Sickness and Pelf features the perspectives of those stuck in the waiting-forever room of medical culture, dogged by symptoms unassimilable to diagnostic manuals or public policy prescriptions. Read here of an uxorious young father who receives paternity leave, only to turn this gift of time into alcoholism. Follow an ordinary woman as she’s induced to swallow handfuls of hip new painkillers like clockwork—mainly to blunt the stress of dealing with the men who prescribe them.

Stumble along with a clerk through a lifetime of therapy for chronic depression. Marvel at the man who opens a medical encyclopedia and catches hypochondria, or the vanguard of acronym-drunk disability-rights activists who sport the latest stylings in class privilege. They’re all, to one degree or another, the stigmata of the beleaguered self, cut down and in retreat, living out a minimal existence in a society running rampant with narcissism.

As for undigested collective traumas, both those America has inflicted and those it has suffered, we have them covered too. Here’s a field report on occupational health and safety among workers at New York University’s campus in the United Arab Emirates, and another on the long littleness of life in Bhopal, India. The worst industrial disaster in the history of the world struck a pesticide factory there thirty years ago this December.

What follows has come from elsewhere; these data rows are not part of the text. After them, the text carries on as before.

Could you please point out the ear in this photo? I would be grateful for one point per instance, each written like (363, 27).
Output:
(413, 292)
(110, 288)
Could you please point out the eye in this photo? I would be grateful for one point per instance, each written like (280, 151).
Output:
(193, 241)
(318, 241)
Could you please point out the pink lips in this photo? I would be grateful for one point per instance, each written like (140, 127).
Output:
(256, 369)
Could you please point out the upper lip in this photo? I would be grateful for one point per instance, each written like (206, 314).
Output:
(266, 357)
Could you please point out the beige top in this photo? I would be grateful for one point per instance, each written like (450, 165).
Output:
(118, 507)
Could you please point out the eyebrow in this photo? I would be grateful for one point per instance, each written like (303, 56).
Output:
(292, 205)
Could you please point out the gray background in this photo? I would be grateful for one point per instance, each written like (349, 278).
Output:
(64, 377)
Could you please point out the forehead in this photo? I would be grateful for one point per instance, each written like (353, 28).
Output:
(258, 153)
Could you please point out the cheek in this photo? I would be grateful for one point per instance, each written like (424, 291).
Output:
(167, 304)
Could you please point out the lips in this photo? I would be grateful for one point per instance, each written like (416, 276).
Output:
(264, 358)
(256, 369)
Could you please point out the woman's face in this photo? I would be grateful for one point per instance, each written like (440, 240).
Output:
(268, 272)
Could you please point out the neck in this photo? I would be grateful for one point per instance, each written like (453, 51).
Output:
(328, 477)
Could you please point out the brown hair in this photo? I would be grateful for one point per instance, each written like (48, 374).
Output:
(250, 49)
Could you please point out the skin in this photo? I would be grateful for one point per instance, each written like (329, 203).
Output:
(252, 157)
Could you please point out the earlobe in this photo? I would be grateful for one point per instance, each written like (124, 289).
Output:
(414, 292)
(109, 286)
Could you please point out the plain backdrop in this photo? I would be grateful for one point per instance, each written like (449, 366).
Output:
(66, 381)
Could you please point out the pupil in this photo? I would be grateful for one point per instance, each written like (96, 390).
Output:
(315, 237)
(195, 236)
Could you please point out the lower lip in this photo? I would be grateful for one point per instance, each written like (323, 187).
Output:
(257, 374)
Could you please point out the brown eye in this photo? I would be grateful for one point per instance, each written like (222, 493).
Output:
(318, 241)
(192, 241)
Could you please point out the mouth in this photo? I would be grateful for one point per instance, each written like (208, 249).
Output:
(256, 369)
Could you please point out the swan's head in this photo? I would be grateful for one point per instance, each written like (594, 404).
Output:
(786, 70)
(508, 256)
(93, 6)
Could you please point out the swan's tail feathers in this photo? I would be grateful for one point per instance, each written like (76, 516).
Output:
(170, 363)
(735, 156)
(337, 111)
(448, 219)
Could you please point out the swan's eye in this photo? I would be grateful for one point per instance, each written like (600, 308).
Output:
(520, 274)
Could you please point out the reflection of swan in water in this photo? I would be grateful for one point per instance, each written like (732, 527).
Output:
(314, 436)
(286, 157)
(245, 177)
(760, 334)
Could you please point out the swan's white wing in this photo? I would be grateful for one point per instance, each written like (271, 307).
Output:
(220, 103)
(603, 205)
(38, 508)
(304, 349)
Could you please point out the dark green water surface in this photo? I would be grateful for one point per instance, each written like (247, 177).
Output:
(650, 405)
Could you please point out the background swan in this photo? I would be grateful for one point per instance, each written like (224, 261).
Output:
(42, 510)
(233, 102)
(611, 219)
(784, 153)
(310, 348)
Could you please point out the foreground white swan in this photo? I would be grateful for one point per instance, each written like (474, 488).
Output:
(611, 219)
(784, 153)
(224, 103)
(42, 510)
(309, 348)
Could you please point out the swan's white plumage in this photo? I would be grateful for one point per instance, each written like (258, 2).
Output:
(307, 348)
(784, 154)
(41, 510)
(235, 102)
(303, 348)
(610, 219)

But patriotic Americans in Ohio, Maryland, and Indiana have more important anniversaries to celebrate, like the bicentennial of the final, pointless battles of the War of 1812. Even new traumas visited on our collective self can’t escape the souvenirs of cynicism. The “9 /11 Memorial Museum Store” printed on pages 20 and 21 was inspired by the real-life attempt to commemorate that particular massacre on a cream-colored cheese platter in the shape of the continental United States.

How we wish we could pull a prescription pad from our back pocket to help our country come out of its coma, but our therapy license has been revoked for demonstrating persistent negativity. Apart from recommending a course of self-medicating, we can offer some nonexpert advice: don’t get sick, if you can help it.